Personal information
- Born: 14 August 1944 (age 81) Bergen, Norway
- Spouse: Ingrid Hadler

Sport
- Sport: Orienteering
- Club: Bergens TF; IL Tyrving; IL i BUL;

Medal record
Men's orienteering
Representing Norway
World Championships
| Gold medal – first place | 1966 Fiskars | Individual |
| Gold medal – first place | 1970 Eisenach | Relay |
| Gold medal – first place | 1972 Jicin | Individual |
| Bronze medal – third place | 1966 Fiskars | Relay |
| Bronze medal – third place | 1968 Linköping | Individual |
| Bronze medal – third place | 1968 Linköping | Relay |

= Åge Hadler =

Norwegian orienteer (born 1944)

Åge Hadler (born 14 August 1944) is a Norwegian orienteering competitor, winner of the 1966 and 1972 individual World Orienteering Championships, relay champion from 1970, and individual bronze medalist from 1968.

==Early life and career==
Hadler was born in Bergen as the son of Aage Hadler and Ruth Karin Rosendahl.
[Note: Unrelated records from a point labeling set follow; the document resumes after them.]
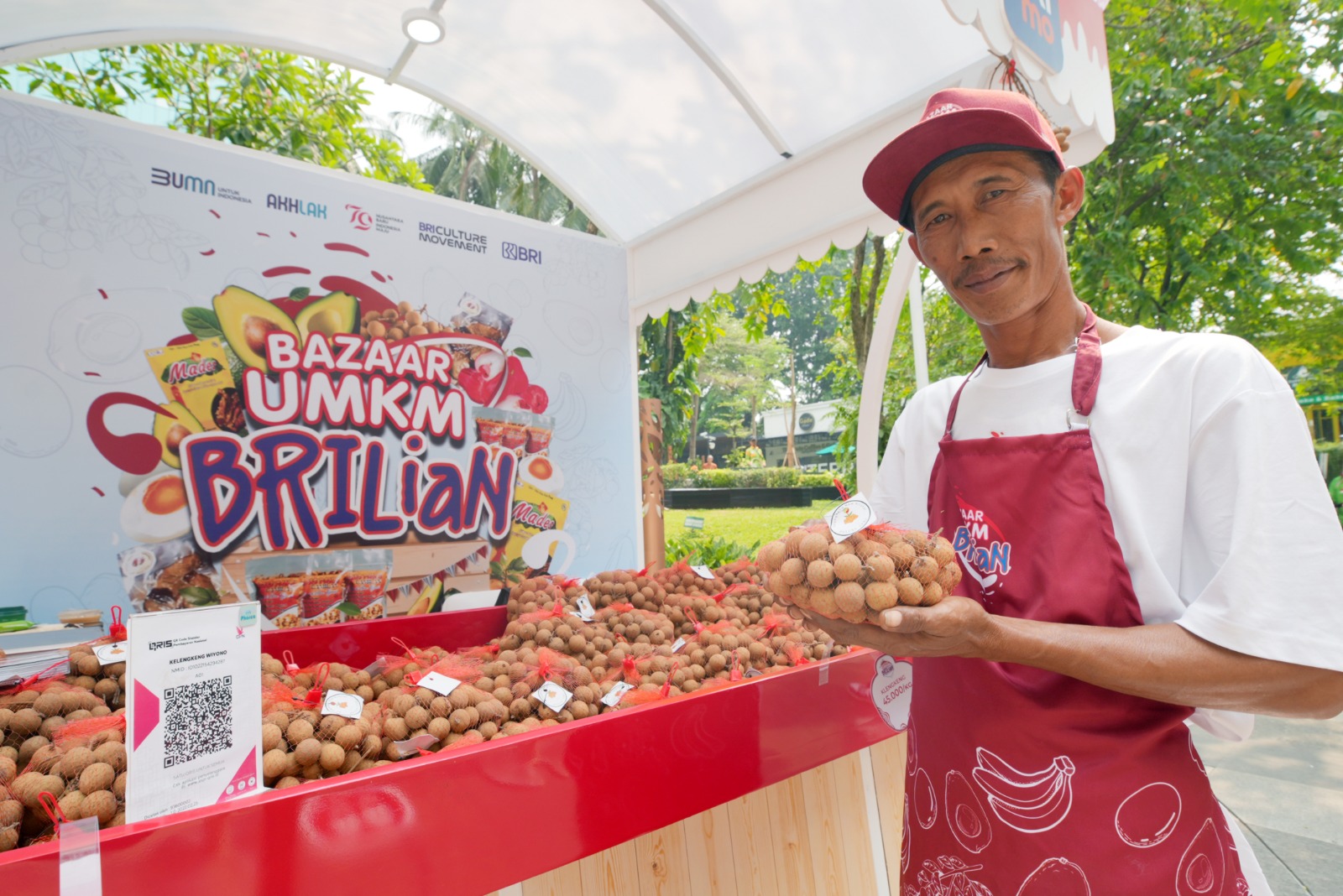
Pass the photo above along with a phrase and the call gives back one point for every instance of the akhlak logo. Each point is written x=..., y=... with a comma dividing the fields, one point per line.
x=984, y=550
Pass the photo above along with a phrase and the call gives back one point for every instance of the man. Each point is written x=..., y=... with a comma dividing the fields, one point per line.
x=1142, y=528
x=755, y=457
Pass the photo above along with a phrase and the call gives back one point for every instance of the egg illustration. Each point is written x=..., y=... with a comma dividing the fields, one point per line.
x=1148, y=815
x=156, y=508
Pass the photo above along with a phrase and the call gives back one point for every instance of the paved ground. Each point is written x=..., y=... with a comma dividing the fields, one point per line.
x=1286, y=786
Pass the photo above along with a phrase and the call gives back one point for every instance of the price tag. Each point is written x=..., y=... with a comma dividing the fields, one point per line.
x=618, y=691
x=440, y=683
x=349, y=706
x=81, y=860
x=109, y=654
x=552, y=696
x=850, y=517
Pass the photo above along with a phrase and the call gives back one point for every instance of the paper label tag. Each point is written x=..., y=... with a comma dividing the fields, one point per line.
x=81, y=860
x=440, y=683
x=349, y=706
x=109, y=654
x=618, y=691
x=552, y=696
x=892, y=691
x=850, y=517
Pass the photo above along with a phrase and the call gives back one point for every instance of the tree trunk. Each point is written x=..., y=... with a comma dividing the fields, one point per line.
x=693, y=441
x=790, y=457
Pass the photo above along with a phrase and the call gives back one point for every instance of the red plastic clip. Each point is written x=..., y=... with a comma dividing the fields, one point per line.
x=118, y=632
x=844, y=492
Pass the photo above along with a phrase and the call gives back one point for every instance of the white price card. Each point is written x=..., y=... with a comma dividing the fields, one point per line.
x=438, y=683
x=109, y=654
x=192, y=710
x=850, y=517
x=81, y=859
x=349, y=706
x=552, y=696
x=618, y=691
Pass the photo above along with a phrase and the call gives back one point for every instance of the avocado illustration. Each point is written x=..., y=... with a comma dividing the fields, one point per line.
x=171, y=431
x=246, y=320
x=331, y=314
x=429, y=598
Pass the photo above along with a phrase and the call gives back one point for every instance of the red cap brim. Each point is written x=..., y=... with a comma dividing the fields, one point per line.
x=906, y=161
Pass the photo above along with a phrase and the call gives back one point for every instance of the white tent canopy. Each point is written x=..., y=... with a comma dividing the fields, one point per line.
x=713, y=140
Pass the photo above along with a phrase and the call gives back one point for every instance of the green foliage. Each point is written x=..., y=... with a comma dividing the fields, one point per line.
x=474, y=167
x=265, y=100
x=709, y=550
x=1219, y=203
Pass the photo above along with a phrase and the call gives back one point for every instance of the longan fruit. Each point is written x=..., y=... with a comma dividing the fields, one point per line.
x=881, y=568
x=819, y=575
x=881, y=596
x=823, y=602
x=910, y=591
x=792, y=570
x=814, y=546
x=24, y=721
x=924, y=569
x=308, y=752
x=850, y=597
x=299, y=730
x=273, y=763
x=948, y=577
x=332, y=757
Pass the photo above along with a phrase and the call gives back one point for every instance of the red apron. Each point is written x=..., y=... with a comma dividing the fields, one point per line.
x=1024, y=782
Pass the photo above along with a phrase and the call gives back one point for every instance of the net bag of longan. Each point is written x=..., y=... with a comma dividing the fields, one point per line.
x=301, y=743
x=84, y=770
x=637, y=588
x=863, y=575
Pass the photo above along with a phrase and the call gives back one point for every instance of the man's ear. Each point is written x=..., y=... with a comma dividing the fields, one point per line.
x=913, y=244
x=1071, y=192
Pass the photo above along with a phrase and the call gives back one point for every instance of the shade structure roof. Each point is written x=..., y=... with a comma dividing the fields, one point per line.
x=715, y=140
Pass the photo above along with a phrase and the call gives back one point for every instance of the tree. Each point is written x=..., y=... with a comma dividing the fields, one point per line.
x=265, y=100
x=476, y=167
x=1219, y=204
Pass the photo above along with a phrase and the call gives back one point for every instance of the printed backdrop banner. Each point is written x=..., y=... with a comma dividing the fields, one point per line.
x=230, y=376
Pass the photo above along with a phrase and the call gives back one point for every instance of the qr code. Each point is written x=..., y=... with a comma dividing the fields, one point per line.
x=198, y=719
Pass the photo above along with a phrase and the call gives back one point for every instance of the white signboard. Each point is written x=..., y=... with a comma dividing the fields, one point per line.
x=192, y=708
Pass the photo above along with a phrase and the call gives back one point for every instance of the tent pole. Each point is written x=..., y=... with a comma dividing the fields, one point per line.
x=879, y=356
x=917, y=331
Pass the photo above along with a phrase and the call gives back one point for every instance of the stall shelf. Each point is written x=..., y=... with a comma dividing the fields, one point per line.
x=489, y=815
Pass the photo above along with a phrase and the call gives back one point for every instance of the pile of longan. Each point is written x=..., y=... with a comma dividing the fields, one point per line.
x=396, y=324
x=859, y=577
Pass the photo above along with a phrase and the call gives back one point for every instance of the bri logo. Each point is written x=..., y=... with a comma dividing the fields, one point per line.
x=984, y=550
x=515, y=253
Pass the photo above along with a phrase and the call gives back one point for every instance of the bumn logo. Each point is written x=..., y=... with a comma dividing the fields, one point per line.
x=515, y=253
x=359, y=219
x=163, y=177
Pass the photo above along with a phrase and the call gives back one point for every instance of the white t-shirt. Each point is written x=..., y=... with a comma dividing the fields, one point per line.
x=1212, y=483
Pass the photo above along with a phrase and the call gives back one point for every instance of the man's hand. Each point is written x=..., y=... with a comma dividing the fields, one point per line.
x=955, y=627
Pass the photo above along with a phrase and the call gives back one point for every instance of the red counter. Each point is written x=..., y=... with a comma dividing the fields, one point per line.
x=477, y=819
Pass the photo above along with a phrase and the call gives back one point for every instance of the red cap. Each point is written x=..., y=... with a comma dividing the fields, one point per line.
x=955, y=122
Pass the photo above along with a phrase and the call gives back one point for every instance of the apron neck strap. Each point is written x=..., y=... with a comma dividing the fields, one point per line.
x=1085, y=372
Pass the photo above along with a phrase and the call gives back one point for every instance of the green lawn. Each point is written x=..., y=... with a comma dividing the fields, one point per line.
x=745, y=524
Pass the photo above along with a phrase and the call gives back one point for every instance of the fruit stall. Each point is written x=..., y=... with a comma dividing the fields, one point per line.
x=396, y=441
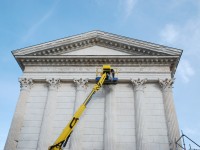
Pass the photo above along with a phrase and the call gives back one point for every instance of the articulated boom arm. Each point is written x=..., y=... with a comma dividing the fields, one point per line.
x=64, y=136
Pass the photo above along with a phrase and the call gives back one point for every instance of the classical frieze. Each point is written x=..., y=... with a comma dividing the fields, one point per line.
x=71, y=69
x=53, y=83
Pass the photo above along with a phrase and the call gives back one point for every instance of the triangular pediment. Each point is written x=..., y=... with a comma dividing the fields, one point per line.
x=107, y=42
x=96, y=50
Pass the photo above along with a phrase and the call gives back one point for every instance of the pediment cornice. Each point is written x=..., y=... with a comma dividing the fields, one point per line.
x=141, y=53
x=98, y=38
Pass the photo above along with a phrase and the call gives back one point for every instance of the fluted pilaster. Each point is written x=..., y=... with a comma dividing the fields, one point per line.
x=109, y=141
x=170, y=113
x=139, y=112
x=17, y=121
x=45, y=138
x=80, y=97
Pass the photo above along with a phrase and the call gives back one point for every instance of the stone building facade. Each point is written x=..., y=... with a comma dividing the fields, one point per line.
x=137, y=113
He married fellow orienteer Ingrid Thoresen in 1968. His first sports club was Bergens Turnforening. He studied at the University of Oslo, and graduated as cand.real. degree in 1970.

==Sports career==
Hadler had his breakthrough in competitive orienteering in 1966. He participated at the very first World Orienteering Championships, which were held in Fiskars, Finland, 2 and 3 October. Here he won the first individual World Champion title in men's Orienteering. The individual course had 11 controls over 14.1 kilometres. Hadler won the competition with a margin of 2 minutes and 45 seconds before Aimo Tepsell from Finland, who placed second. Anders Morelius from Sweden placed third in the individual race. Hadler participated on the Norwegian relay team together with Dagfinn Olsen, Ola Skarholt and Stig Berge, and won a bronze medal behind Sweden and Finland. Hadler married fellow orienteer Ingrid Thoresen 17 August 1968. They both qualified for the World Championships, which were held in Linköping, Sweden, 28 and 29 September. Hadler won a bronze medal in the individual course, and also a bronze medal in the relay. His wife Ingrid won a silver medal in the women's individual contest, and a gold medal in the relay. Hadler became individual Nordic Champion in Orienteering in 1969. In 1970 the World Championships were held in Friedrichroda, in the Democratic Republic of Germany, from 27 to 29 September. Hadler placed 8th in the individual contest, which was won by Stig Berge. The relay was won by the Norwegian team, which consisted of Hadler and Ola Skarholt, Stig Berge and Per Fosser. His wife Ingrid won gold medal in the individual course at the women's World Championships. In 1970 Hadler published the book På tvers av stiene. Med giftering, kart og kompass, as co-author along with his wife Ingrid Hadler. In 1971 he became individual Nordic Champion for the second time. The 1972 World Orienteering Championships were held in Staré Splavy, Czechoslovakia, from 14 to 16 September. Hadler won the individual contest before Stig Berge, his second individual gold medal at the World Championships.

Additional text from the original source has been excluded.